In many low-income settings, misdiagnosis of diseases such as malaria and tuberculosis (due to a lack of capacity to examine samples microscopically) has caused high fatality rates, drug resistance, economic burden and eroded trust of local medical practitioners.
Recent innovations in mobile phone camera-based microscopy have opened up an entirely new way to diagnose infectious diseases remotely.
The hypothesis tested by the project was that recent advances in hardware fabrication and artificial intelligence software could be used to attach a mobile phone to a camera and to create effective diagnostic tools for common tropical conditions, such as malaria.
The project aimed to exploit the relatively widespread availability of microscopes (present in 50% of rural Ugandan health facilities, even though only 17% of health facilities have laboratory technicians who can operate them) and widespread access to increasingly powerful smartphones.

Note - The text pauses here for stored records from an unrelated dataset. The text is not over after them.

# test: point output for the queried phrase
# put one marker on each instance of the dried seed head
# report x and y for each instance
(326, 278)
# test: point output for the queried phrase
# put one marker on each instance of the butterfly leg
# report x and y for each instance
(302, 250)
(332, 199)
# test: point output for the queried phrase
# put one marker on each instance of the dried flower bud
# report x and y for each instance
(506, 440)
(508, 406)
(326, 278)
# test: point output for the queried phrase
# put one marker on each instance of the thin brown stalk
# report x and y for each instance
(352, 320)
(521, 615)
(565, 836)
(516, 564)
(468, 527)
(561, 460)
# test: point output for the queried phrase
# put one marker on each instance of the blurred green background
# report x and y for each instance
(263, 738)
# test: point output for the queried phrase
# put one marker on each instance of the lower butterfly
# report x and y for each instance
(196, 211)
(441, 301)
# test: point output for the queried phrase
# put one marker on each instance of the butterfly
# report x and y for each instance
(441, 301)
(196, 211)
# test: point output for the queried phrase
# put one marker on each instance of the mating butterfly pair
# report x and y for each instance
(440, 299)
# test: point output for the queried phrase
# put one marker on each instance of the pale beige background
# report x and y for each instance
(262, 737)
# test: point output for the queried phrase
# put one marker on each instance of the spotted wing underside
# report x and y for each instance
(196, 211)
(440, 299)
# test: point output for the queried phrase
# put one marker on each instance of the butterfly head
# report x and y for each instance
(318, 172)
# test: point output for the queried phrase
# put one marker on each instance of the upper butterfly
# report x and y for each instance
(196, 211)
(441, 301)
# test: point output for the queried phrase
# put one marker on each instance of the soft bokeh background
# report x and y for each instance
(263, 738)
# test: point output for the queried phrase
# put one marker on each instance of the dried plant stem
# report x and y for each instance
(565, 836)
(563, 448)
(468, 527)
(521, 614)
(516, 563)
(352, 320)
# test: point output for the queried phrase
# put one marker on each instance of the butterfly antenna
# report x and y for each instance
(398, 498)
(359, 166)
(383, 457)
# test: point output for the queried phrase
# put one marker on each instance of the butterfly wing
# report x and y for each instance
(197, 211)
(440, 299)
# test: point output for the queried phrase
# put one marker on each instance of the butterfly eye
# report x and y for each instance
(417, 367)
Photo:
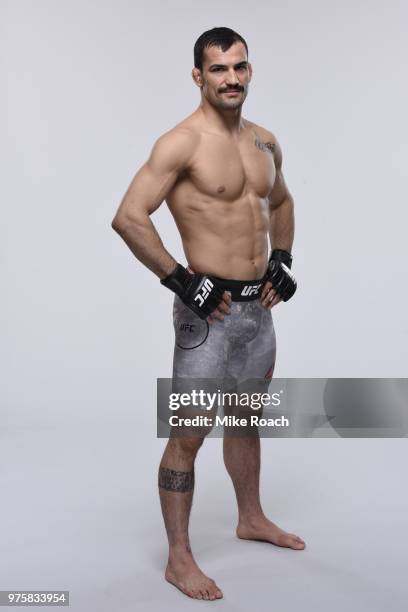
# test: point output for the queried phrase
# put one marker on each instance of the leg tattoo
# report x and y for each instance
(172, 480)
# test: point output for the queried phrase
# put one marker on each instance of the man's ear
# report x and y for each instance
(197, 78)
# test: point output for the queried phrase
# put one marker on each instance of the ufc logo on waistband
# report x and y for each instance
(204, 292)
(250, 289)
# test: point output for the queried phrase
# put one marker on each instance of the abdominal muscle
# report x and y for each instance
(225, 239)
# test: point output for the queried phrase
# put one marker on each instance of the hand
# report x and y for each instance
(222, 309)
(269, 296)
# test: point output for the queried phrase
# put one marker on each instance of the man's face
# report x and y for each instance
(225, 76)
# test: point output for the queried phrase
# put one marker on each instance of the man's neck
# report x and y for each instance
(222, 120)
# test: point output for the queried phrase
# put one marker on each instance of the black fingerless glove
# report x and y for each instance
(197, 291)
(279, 274)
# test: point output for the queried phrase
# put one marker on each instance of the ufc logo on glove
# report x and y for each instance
(204, 292)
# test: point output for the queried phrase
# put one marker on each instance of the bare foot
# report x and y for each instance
(185, 574)
(263, 529)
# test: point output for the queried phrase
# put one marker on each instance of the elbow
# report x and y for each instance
(117, 224)
(122, 223)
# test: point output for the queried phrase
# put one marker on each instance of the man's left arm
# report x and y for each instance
(281, 233)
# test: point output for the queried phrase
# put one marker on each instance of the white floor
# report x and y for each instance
(80, 512)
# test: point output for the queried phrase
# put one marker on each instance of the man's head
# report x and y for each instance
(221, 67)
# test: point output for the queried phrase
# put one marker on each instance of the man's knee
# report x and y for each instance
(188, 445)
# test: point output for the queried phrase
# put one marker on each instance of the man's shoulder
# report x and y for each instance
(266, 139)
(179, 143)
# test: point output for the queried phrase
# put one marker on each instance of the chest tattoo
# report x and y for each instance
(266, 147)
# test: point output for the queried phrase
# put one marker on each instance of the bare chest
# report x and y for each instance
(229, 170)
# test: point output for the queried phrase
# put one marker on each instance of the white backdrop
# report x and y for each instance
(90, 85)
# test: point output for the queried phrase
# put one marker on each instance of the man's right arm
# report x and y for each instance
(170, 156)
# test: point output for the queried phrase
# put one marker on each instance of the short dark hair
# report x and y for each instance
(217, 37)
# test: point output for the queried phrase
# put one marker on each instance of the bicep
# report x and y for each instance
(155, 179)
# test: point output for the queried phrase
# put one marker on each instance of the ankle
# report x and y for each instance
(251, 519)
(180, 552)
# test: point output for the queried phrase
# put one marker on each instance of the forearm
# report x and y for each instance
(282, 225)
(145, 243)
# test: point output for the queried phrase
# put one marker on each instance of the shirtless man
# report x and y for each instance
(221, 176)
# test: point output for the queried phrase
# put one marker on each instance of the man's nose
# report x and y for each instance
(232, 78)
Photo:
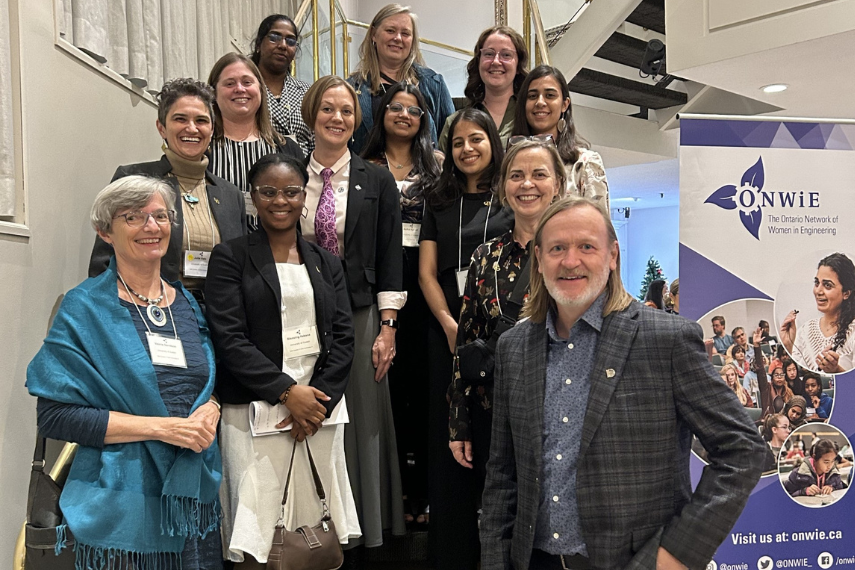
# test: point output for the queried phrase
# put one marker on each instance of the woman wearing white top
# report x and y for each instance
(826, 344)
(353, 211)
(262, 287)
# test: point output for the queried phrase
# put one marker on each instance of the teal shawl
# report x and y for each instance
(129, 502)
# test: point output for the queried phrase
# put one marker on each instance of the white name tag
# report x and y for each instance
(411, 234)
(301, 341)
(461, 281)
(196, 263)
(166, 351)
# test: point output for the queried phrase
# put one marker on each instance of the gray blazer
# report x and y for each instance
(227, 206)
(652, 387)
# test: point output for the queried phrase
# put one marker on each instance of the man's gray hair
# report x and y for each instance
(128, 193)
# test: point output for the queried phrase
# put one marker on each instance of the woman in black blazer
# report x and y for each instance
(353, 210)
(208, 209)
(264, 290)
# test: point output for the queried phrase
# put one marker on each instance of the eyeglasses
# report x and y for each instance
(269, 193)
(517, 139)
(412, 110)
(137, 219)
(276, 38)
(504, 56)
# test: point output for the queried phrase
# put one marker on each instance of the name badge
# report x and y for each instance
(461, 281)
(166, 351)
(301, 341)
(411, 234)
(250, 207)
(196, 263)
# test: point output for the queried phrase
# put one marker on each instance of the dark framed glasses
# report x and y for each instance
(269, 193)
(276, 38)
(517, 139)
(412, 110)
(137, 219)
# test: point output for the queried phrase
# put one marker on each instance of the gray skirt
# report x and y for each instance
(369, 440)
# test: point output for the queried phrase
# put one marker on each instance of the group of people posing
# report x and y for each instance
(291, 245)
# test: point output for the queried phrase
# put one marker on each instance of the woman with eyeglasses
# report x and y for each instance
(547, 111)
(353, 211)
(208, 208)
(495, 74)
(390, 53)
(263, 289)
(462, 213)
(400, 141)
(242, 129)
(532, 177)
(274, 47)
(127, 372)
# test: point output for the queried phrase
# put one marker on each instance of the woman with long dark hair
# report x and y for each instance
(827, 343)
(400, 141)
(546, 110)
(495, 74)
(462, 213)
(274, 47)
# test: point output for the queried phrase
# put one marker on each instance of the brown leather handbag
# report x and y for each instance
(308, 547)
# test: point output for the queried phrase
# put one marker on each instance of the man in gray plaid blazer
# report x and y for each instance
(596, 400)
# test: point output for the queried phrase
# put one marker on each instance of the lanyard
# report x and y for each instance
(168, 307)
(460, 232)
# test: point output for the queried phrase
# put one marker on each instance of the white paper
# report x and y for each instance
(411, 234)
(263, 417)
(166, 351)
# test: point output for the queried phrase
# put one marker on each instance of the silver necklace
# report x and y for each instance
(154, 313)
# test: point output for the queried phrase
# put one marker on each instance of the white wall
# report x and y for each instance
(78, 126)
(651, 231)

Customized, low-cost adapters were created with 3D printing and used to mount smartphones on microscopes. This technology provides an opportunity to create one-off customized adapters for any camera phone and microscope combination and dramatically reduces the development costs for new products, as well as allowing rapid prototyping capabilities and easy repair.
The software component uses deep-learning techniques to effectively identify pathogens. Three unique diagnostic datasets, composed of annotated images for plasmodium, tuberculosis bacilli and intestinal parasite eggs, were collected and are now available online.
The team focused on the diagnostic abilities of this new approach for malaria (in blood samples), tuberculosis (in sputum samples) and intestinal parasites (in stool samples).
The team successfully developed an adapter for mounting a mobile phone onto a microscope for the remote diagnosis of common infectious diseases.
Using the performance measure of average precision (AP) with a scale of 0 (worst) to 1 (best), they found the diagnostic ability of the tool was 0.97 for malaria, 0.93 for TB and 0.93 for intestinal parasites.
These strong results constitute evidence that this approach could be the basis of an effective fully- or semi-automated, point-of-care diagnosis system.
This work has not been directly applied to diagnosis of individuals, but the materials developed and analysis undertaken by the team have brought this possibility within reach.
The next stage for the project would involve clinical trials, prior to marketing and commercialization of the hardware/software platform.